The sequel of the Disney classic stays true to the original that has been mesmerising children and adults since 1964 and takes the modern generation on an enchanting adventure where grownups were the bad guys, where London was simple and where anything was possible. Set in the depression-era of the 1930s, the events of this sequel took place exactly 25 years after the original film with everything changing except Mary Poppins.

The two kids who were part of her first journey — Michael (Ben Whishaw) and Jane (Emily Mortimer) — no longer believed in magic because they are part of the adult world, yet let Mary Poppins back into their lives because secretly, they hoped for a miracle.

And miracle it was because the lives of Annabel (Pixie Davies), John (Nathanael Saleh) and Georgie (Joel Dawson) changed as soon as their new nanny joined them. From taking a bath under the sea to driving a bicycle with five passengers, from taking a trip into a bowl to flying a kite (the same one), they did everything they ever imagined was impossible. Add a spoonful of magic and music and you have a perfect film that comes once in a lifetime and caters to kids and adults alike. In this adventure, Mary Poppins is helped by Jack (Lin-Manuel Miranda) who even stops time for her (literally) when the going got extremely tough for the older Mr Banks!
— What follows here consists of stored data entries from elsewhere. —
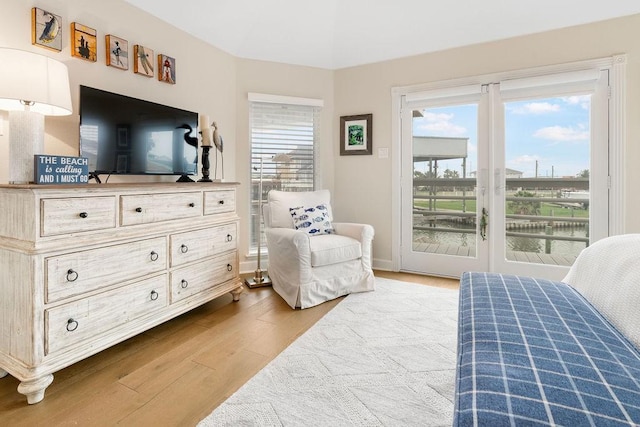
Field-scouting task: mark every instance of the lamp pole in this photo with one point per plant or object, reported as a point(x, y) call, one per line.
point(259, 278)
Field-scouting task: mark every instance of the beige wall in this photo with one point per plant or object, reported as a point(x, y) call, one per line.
point(215, 83)
point(205, 75)
point(363, 190)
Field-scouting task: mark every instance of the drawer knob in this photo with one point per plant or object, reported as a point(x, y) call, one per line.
point(72, 275)
point(72, 325)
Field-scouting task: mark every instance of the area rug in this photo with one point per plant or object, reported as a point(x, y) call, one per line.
point(381, 358)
The performances were great, although Emily Blunt was in no way as striking as Julie Andrews, she did a good job convincing the children that even the impossible is possible. The movie shows Ben Whishaw as the father, Emily Mortimer as the aunt, Lin-Manuel Miranda as the street lamplighter, and Meryl Streep as Mary’s cousin. Colin Firth as the antagonist was a bit heartbreaking but who would have said ‘no’ to play the main bad guy opposite Mary Poppins? And then there was the surprise entry of Dick Van Dyke who danced into the hearts of all at the age of 93 and didn’t disappoint at all!

Director Rob Marshall’s attempts at bringing back Mary Poppins is a commendable one but could have been much better had the duration been 90 minutes instead of over two hours and had the soundtrack been more ‘supercalifragilisticexpialidocious’ like the original, but since it strikes a chord into the hearts of the young and the minds of the old, it’s a winner just like Mary Poppins!